That's not how it works user. Order always matters.

...

The comparison is wrong because one side is weighted more heavily than the other. That is not what I'm saying. Order does not matter because we are not concerned with what preceded our current situation. It's like saying, "You have won the lottery. You are now flipping a coin. What's the probability of getting a heads?"

You do NOT factor in the probability of winning the lottery because it is already given that you have won the lottery. The problem gives extraneous information such as the box with two silvers. Given the current information, that is totally irrelevant to the actual outcome of the current situation. Regardless of whether you picked Ball 1 or Ball 2, it doesn't matter. Order does not matter because it is given that you got a gold. There were three possibilities for initial golds, but that does not matter. You already HAVE a gold. It is now asking what the likelihood of each outcome will be following that.

>Yeah, we could have picked either of the gold balls in box one if we have box one but I don't see anything in the problem that has anything to do with that
>We have a gold ball, it doesn't matter which one
>Whether we picked the left gold ball or the right gold ball (if we have box one) doesn't matter since both are gold

No, that's an overlook. Just because both are gold and lead to the same result doesn't mean they aren't two separate and individual situations. If you can't understand that then you can't understand probability.

en.wikipedia.org/wiki/Bertrand's_box_paradox

but that's not how it works, user!

>accuracy 90%
>miss three times in a row

>hit chance 99%
>miss

thanks xcom

2/3

Since there's only 3 gold balls, and you can't pick the box with only silver balls, there are 3 possible outcomes:

>you pick gold ball 1, box one, success
>you pick gold ball 2, box one, success
>you pick gold ball 3, box two, failure

Assuming you have an equal chance of selecting any one gold ball, you're more likely to select box one. Thus the 2/3 chance.

They may be different situations but the problem doesn't require us to care about that.
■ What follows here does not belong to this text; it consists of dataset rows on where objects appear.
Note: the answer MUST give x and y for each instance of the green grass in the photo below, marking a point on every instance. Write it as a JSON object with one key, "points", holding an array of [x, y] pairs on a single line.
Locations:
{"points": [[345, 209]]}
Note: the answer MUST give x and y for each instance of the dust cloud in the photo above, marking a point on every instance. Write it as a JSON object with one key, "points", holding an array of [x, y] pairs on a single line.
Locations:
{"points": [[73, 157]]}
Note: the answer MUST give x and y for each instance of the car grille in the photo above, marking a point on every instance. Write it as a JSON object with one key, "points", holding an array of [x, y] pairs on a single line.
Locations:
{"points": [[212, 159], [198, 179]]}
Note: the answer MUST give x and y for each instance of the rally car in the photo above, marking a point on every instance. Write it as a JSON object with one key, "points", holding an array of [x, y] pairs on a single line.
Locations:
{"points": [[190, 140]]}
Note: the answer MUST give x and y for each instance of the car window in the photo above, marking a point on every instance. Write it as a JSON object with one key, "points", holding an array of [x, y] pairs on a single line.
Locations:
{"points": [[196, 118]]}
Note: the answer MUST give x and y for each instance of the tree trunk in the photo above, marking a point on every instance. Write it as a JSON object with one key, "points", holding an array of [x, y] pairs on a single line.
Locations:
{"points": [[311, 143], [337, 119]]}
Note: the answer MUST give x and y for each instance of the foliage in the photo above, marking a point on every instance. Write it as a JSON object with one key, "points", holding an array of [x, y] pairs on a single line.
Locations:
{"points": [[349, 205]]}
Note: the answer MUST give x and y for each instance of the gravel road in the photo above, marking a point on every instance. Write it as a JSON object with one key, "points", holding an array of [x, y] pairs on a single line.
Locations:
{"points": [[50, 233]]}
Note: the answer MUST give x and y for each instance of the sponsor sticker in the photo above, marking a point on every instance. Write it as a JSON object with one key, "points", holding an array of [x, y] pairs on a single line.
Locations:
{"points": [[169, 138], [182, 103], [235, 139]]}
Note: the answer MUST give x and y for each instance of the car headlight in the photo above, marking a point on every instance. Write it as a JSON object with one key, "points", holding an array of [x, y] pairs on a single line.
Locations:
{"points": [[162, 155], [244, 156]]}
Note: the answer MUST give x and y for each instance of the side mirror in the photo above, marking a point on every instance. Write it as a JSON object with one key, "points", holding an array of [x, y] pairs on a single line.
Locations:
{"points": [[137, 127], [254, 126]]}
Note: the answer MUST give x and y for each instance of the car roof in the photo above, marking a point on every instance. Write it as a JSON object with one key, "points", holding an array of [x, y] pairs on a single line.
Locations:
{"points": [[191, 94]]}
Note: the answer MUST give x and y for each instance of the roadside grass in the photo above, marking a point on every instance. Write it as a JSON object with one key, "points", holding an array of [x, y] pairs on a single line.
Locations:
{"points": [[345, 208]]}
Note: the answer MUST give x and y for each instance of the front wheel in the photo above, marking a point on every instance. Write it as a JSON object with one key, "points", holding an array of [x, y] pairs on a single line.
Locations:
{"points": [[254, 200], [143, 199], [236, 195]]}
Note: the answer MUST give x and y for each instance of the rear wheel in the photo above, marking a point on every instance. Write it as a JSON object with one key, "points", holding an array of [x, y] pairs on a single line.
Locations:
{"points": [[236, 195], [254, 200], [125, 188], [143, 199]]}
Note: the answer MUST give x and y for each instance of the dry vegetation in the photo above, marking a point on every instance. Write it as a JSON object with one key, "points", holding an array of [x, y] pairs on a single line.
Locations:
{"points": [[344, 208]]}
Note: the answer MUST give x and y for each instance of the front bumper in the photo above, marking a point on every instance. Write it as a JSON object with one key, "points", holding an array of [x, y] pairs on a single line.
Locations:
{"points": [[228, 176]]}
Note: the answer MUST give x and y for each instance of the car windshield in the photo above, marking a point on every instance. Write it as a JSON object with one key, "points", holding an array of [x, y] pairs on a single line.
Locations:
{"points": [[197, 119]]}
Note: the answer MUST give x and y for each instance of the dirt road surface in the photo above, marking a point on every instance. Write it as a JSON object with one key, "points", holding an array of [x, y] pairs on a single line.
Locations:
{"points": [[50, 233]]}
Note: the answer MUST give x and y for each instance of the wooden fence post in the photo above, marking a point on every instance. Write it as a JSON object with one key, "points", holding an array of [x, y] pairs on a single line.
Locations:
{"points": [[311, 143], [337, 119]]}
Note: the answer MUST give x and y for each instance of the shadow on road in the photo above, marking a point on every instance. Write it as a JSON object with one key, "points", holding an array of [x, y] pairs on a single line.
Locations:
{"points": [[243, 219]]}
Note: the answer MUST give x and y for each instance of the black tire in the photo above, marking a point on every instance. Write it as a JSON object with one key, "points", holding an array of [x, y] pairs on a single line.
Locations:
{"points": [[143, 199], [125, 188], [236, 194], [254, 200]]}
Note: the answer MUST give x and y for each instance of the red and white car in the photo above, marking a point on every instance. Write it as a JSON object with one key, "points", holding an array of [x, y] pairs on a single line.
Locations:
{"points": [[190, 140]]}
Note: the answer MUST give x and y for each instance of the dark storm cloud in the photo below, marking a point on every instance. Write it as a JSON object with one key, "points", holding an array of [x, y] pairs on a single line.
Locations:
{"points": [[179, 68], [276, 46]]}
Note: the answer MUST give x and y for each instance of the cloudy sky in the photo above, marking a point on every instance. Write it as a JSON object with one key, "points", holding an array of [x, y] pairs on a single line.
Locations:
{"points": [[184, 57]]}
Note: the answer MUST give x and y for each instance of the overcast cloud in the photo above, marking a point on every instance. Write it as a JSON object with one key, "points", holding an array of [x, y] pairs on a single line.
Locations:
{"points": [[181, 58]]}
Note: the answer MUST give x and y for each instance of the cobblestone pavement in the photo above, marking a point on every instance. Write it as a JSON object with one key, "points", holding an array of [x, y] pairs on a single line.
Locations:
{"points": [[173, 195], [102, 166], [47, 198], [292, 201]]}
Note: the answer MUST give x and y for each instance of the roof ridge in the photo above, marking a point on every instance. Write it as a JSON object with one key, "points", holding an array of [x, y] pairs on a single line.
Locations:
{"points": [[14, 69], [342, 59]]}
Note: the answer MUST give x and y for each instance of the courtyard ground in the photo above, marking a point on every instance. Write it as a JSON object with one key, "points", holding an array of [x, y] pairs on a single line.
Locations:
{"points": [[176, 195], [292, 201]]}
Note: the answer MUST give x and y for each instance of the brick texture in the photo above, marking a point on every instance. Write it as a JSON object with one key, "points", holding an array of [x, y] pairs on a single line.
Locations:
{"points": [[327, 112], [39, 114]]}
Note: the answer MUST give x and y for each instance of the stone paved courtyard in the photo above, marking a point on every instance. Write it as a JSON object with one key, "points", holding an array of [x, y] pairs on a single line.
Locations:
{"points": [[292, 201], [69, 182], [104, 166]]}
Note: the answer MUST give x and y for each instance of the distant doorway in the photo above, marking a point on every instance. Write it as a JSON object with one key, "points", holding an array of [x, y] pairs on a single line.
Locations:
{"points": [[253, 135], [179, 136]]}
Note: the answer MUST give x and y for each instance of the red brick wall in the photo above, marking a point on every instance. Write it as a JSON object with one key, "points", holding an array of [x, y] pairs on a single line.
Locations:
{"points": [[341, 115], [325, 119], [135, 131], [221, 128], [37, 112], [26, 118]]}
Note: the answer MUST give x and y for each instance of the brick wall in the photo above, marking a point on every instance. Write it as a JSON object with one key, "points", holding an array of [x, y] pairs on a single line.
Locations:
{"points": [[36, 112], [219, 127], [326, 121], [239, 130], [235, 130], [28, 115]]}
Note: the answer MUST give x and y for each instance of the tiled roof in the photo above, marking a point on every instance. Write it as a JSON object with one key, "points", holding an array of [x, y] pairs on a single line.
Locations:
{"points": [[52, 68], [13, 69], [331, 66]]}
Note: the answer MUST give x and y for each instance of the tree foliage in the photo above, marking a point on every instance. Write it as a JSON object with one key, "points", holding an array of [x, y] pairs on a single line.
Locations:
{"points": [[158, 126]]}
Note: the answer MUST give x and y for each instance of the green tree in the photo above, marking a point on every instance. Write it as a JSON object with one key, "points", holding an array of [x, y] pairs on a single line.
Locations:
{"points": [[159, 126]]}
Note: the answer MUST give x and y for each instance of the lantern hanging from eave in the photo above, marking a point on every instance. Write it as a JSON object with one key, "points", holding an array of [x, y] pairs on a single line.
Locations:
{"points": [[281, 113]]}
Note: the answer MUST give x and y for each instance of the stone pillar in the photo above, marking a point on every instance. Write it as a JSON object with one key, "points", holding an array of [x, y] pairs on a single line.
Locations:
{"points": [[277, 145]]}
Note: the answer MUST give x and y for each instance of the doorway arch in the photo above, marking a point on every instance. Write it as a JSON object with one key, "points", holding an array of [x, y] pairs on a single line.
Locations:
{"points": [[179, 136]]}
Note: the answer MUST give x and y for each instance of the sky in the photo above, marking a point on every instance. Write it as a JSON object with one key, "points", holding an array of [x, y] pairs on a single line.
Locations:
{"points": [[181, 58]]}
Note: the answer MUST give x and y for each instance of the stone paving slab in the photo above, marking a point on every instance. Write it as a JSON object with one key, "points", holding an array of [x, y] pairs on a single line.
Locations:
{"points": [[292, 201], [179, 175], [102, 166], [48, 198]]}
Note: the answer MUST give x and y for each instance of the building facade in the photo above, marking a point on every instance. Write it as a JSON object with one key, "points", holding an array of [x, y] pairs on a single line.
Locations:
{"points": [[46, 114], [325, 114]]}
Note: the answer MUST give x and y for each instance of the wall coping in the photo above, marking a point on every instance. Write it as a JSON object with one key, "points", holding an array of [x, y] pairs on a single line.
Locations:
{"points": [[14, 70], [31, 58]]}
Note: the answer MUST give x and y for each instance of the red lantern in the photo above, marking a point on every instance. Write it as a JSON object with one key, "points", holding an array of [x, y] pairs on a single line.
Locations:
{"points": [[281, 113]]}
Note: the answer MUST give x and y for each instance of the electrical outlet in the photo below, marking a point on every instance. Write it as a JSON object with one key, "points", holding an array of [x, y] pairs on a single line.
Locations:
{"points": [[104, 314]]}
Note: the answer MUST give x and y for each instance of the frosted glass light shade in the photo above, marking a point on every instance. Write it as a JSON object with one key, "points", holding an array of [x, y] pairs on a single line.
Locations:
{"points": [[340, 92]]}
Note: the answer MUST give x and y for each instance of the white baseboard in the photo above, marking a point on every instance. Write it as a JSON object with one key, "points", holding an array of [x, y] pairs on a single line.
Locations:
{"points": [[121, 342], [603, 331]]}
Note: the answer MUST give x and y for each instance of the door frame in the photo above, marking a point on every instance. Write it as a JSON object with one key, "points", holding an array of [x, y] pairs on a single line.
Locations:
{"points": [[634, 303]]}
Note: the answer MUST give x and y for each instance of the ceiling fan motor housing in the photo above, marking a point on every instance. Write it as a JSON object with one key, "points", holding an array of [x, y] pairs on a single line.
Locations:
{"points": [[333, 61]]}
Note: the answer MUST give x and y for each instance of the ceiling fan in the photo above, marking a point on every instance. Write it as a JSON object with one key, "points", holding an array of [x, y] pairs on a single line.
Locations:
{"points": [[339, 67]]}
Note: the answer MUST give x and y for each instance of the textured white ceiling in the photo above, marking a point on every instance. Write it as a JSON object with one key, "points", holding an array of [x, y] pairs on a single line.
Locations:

The balls aren't numbered in any way and the problem doesn't ask about the probability of us drawing gold ball number 2 next after drawing number 1. Just the probability of drawing another gold ball. What you're talking about may matter in some problems but it doesn't in this one.

See this is what I'm talking about. The problem doesn't ask for the probability of picking a particular gold ball, just the probability of picking another gold ball.

Although reading some of your posts I am starting to think I'm missing something but I still don't think which gold ball you pick matters since the problem only asks about picking another gold ball and not about picking a specific gold ball next.

I actually do see where you guys are coming from now though.

Nigger, read the page. The image posted is literally the Bertrand Box Problem, and it has a full and total explanation as to why you're looking at the problem totally wrong. In fact, if you were to do the problem described in the image, the answer would turn out as 2/3. It's been done.